7. Offsetting and right of retention
The buyer can only offset against our claims if his counterclaims are not disputed by us or if there is a legally binding title. The buyer can only assert a right of retention insofar as it is based on claims from the underlying purchase contract. 

8. Retention of title
The purchased item remains our property until full payment has been made. A current account reservation is agreed. As long as our ownership of the purchased item exists, the buyer must insure it against loss and impairment, against the risk of fire, theft and transport, and against water damage. The buyer hereby assigns his claims from these insurance contracts to us, we accept this assignment. The buyer is liable to us for any kind of impairment suffered by the purchased item. The retention of title also extends to the products resulting from the processing, mixing or blending of our goods at their full value, whereby we are considered the manufacturer. If processing, mixing or blending with third-party goods remains with their property rights, we acquire co-ownership in the ratio of the invoice value of these processed goods. The buyer assigns the claims against third parties resulting from the resale to us up to the amount of our possible co-ownership share as security. He is authorized to collect these for our invoices until revocation or the termination of his payments to us. The buyer is only authorized to assign this claim insofar as this must be permitted under Section 354 a HGB. Any access by third parties to the goods and claims belonging to us must be notified to us in writing by the buyer.  
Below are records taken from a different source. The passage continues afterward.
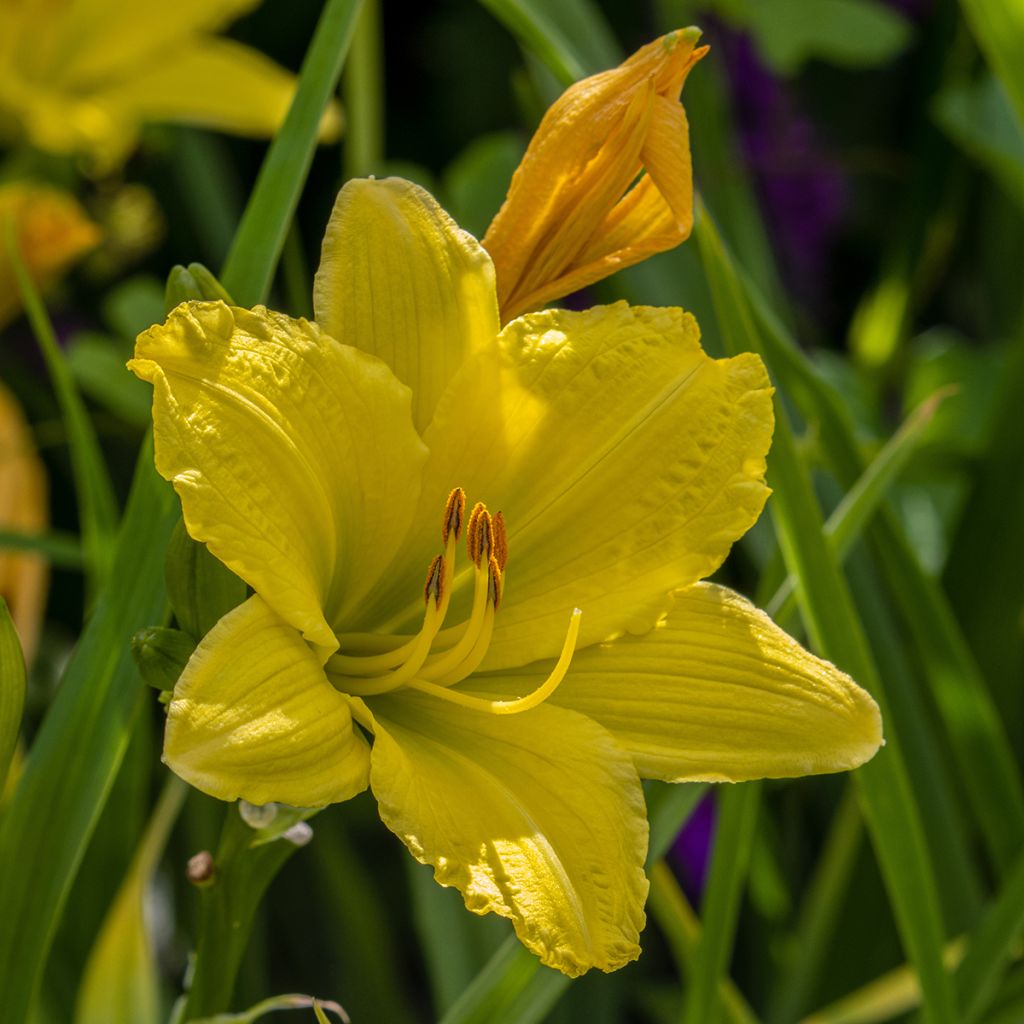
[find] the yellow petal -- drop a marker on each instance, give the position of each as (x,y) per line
(217,83)
(717,692)
(398,279)
(626,462)
(23,507)
(295,457)
(105,39)
(539,818)
(52,231)
(254,717)
(567,220)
The goods and, if applicable, the claims taking their place may not be pledged to third parties or transferred or assigned as security before our claims have been paid in full.
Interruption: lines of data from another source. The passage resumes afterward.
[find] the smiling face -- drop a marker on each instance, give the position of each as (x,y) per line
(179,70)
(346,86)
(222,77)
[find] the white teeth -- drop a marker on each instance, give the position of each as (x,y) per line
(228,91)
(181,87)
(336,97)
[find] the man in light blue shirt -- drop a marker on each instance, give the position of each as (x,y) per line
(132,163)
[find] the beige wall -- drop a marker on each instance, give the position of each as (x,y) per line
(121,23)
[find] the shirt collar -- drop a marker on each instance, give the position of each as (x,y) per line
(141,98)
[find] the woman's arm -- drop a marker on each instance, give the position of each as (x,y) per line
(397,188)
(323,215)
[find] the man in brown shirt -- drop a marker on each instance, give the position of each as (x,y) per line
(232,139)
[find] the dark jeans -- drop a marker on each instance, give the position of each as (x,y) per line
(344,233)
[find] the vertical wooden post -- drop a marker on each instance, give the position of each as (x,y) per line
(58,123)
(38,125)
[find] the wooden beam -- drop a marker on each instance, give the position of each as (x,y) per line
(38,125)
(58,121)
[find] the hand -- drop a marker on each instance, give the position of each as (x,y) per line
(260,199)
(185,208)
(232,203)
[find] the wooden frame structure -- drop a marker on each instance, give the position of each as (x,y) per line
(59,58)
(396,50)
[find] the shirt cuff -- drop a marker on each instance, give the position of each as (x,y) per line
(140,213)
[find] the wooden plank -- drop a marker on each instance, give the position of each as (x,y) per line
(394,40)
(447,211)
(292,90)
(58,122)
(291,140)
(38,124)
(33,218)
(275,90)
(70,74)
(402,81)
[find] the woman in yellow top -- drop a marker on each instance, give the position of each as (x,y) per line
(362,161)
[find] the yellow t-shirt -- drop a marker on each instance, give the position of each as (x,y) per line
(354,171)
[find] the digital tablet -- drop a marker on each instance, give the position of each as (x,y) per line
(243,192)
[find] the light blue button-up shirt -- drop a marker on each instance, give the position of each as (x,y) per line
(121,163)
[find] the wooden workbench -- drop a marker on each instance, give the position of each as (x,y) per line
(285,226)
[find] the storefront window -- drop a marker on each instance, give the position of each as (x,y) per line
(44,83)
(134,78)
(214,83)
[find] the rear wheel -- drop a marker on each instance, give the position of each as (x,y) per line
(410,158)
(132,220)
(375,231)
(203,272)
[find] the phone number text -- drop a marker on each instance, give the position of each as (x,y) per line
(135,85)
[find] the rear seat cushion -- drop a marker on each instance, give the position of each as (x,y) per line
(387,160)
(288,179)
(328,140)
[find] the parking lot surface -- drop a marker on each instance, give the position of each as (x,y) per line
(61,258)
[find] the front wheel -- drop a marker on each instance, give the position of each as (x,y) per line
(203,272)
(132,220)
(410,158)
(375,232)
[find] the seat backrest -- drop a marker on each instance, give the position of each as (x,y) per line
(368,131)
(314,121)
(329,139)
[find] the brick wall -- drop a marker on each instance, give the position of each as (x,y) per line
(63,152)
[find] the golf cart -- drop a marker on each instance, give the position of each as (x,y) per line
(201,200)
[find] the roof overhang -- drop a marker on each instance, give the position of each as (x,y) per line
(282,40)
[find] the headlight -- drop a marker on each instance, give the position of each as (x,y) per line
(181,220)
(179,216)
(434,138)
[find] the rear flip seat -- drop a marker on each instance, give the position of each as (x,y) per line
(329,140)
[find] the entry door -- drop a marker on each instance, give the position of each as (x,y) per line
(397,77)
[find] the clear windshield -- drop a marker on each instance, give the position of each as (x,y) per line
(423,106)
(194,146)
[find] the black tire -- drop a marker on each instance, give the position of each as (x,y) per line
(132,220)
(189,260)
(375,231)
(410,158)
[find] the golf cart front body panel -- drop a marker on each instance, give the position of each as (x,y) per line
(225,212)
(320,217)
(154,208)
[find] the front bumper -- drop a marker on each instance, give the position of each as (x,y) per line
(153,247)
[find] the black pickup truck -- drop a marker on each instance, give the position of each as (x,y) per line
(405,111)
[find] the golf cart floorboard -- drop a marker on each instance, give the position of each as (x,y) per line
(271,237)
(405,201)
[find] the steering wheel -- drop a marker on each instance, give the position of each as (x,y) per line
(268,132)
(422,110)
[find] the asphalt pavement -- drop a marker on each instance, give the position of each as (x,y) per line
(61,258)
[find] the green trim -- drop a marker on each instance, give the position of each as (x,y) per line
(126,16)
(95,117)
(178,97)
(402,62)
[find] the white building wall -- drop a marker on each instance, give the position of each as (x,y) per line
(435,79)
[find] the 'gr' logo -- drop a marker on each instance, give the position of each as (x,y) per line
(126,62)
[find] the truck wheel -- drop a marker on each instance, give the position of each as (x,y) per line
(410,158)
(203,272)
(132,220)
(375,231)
If the value of the collateral exceeds our claims by more than

20%, we will release collateral of our choice at the request of the buyer.

If the goods are taken back in the exercise of the retention of title, we charge a flat rate of 15% of the invoice value. However, the buyer reserves the right to prove that no damage has occurred or that it has only occurred to a significantly lower extent.

9. Defects

The
§§ 377, 378 HGB are decisive for the obligation to immediately report defects .

In any case, a complaint is delayed and therefore irrelevant if it is not made within eight days of receipt of the goods and the defect is obvious.

Not obvious defects are to be reported immediately after discovery.

If there is a defect, we can repair or deliver new at our option. The buyer is only entitled to withdraw from the contract if the rectification or new delivery fails.

Returns of received deliveries are only accepted after consultation and the express consent of the supplier. The receipt of returns, the consent of which the supplier has not expressly given, will not be accepted.

The warranty period for material defects is one year if items brought in are sold.

We exclude further liability insofar as the damage is not based on a grossly negligent or willful breach of duty by us or our vicarious agents. This exclusion of liability excludes claims based on an intentional or negligent breach of duty by us or our vicarious agents and which result in injury to life, limb or health.

10. Place of performance and place of jurisdiction

Place of performance and place of jurisdiction is the registered office of Sperling Importe GmbH, currently Lüneburg, unless this is contrary to mandatory legal regulations.

However, we are entitled to deviate from our claims at other legal jurisdictions, in particular at the buyer's registered office.

The law of the Federal Republic of Germany.

The UN Convention on Contracts for the International Sale of Goods (CISG) applies to cross-border contractual relationships.